Hacker News new | ask | show | jobs
by theamk 866 days ago
TensorFlow is also perfectly legal to develop and distribute, and no one contests this.

People object to specific artifact, "model weights", which were produced using copyrighted works at the input, and can be used to reproduce those same copyrighted works back. In bittorrent analogy, people want to shut down specific pirate trackers and the pirate bay website.

2 comments

From the above EFF article:

> First, a derivative work still has to be “substantially similar” to the original in order to be infringing. If the original is transformed or abridged or adapted to such an extent that this is no longer true, then it’s not a derivative work. A 10-line summary of a 15,000-line epic isn’t a derivative work, and neither are most summaries of books that people make in order to describe those copyrighted works to others.

The statistics generated about the works entered as input, do not resemble the original works. Nor can those statistics on their own reproduce the original work. At most they are brief mathematical summaries of the work. And it's only after combining those stats with the stats of billions of other works (which is its own creative process to determine the best statistical methodologies to achieve that combination) that anything intelligble can be produced in the output stage.

I think the case for Stable Diffusion in general is not too bad, however EFF tempers their optimism when it comes to cases where the model may actually memorize the inputs:

> To sum up: a diffusion model can, in rare circumstances, generate images that resemble elements of the training data. De-duplication can substantially reduce the risk of this occurring. But the strongest copyright suit against a diffusion-based AI art generator would likely be one brought by the holder of the copyright in an image that subsequently was actually reproduced this way.

EFF's position seems to be (to which I personally agree, FWIW) that Stable Diffusion almost certainly does not run afoul of at least the vast majority of copyright holders of data it was trained from.

> The statistics generated about the works entered as input, do not resemble the original works. Nor can those statistics on their own reproduce the original work. At most they are brief mathematical summaries of the work.

Of course, this needs a lot of qualification. Compression and intelligence are generally considered to be related, and indeed, compression also works on statistical analysis (like entropy coding a la Huffman, or frequency analysis via Fourier transforms). Granted, compression algorithms are designed to reproduce their input verbatim--it's the entire point. But I think ML weights may exist somewhere "in the middle" so to speak; depending on the model architecture and how it's trained, it may be more or less literally like compression. Vastly overfit models are very much like compression, whereas large generalized models like Stable Diffusion are pretty far away and yes, generally can't reproduce inputs verbatim. (However: I suspect many LoRA models are quite overfit and may not be in the same boat.)

However, that's just for image generation.
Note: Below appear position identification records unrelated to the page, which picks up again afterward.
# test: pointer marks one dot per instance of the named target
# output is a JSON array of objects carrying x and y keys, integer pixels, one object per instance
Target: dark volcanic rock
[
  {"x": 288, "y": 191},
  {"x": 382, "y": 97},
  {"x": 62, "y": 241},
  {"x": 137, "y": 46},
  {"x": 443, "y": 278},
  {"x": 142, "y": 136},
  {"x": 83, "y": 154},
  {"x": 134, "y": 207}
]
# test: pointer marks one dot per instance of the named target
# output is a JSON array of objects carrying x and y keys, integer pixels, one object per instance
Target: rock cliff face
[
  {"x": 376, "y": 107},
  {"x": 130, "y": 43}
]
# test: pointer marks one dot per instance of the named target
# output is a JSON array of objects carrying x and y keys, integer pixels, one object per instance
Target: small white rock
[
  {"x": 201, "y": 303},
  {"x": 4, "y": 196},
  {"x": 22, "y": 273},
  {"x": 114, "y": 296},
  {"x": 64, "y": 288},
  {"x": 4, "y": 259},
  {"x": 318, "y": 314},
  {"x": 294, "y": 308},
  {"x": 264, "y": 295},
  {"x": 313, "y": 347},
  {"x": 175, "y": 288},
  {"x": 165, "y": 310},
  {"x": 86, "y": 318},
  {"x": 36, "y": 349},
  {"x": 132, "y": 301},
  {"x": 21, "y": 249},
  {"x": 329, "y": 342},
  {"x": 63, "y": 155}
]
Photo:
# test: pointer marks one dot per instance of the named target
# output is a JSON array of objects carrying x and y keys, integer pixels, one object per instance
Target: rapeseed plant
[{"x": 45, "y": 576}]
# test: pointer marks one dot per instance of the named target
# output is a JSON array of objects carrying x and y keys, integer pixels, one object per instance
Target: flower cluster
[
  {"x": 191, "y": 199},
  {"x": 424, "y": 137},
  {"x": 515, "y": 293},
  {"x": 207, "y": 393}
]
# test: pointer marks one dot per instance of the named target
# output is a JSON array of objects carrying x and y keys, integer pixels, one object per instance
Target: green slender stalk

I feel like LLMs and text generation are an entirely different ballgame, and given that we can't actually inspect the model weights in the case of GPT4, the best we can really do to surmise what's going on is to see how badly it seems to overfit its training data.

I am unconvinced that this matter is settled as a whole, although I do think the EFF article presents a good overview of the case regarding Stable Diffusion and it does coincide pretty closely with what I actually believe. But this article is about large language models, which may legitimately be a completely different ball game.

One thing that I think people forget about is that the prompt used when "reproduc[ing] those same copyrighted works" is also a part of why it spits out similar things. It's not just the model doing it. A traditional artist can be prompted to recreate a copyrighted work in much the same way with the right prompts.
I don't think most people are misinterpreting things. The truth is that models which are not terribly overfit literally don't output verbatim inputs often, in fact, for Stable Diffusion it's apparently nearly infinitesimally small odds, and this is good because that implies that the weights are in fact, not literally encoding some crazy kind of compressed copies of the images in question.

On the other hand, if you prompt a code generating model with some comment and a function declaration that it knows exists and it spits out 100+ lines of nearly verbatim code, that's a completely different story entirely. If I prompt a human with that sort of thing, they will almost certainly write different code even if they've seen the original source code in question. This is in part because the way humans write code is different from the way LLMs write code; humans tend to iterate somewhat non-linearly, and I think if you ask the same person to write the same thing on different days, they would probably come up with different results. It would be quite rare for a human to just see a familiar segment of code and then begin dumping near-verbatim copies of existing codebases.

AI models that readily and easily bias themselves toward outputting their inputs do exist. It is not clear how many models actually do this, but this is definitely a huge part of the concern when people talk about copyright and model weights.

It's a bit clouded by people who are just generally hoping that today's AI model weights are illegal for social reasons, but that's not the position I am trying to present. (I'm not really sure what we should do regarding societal impact.)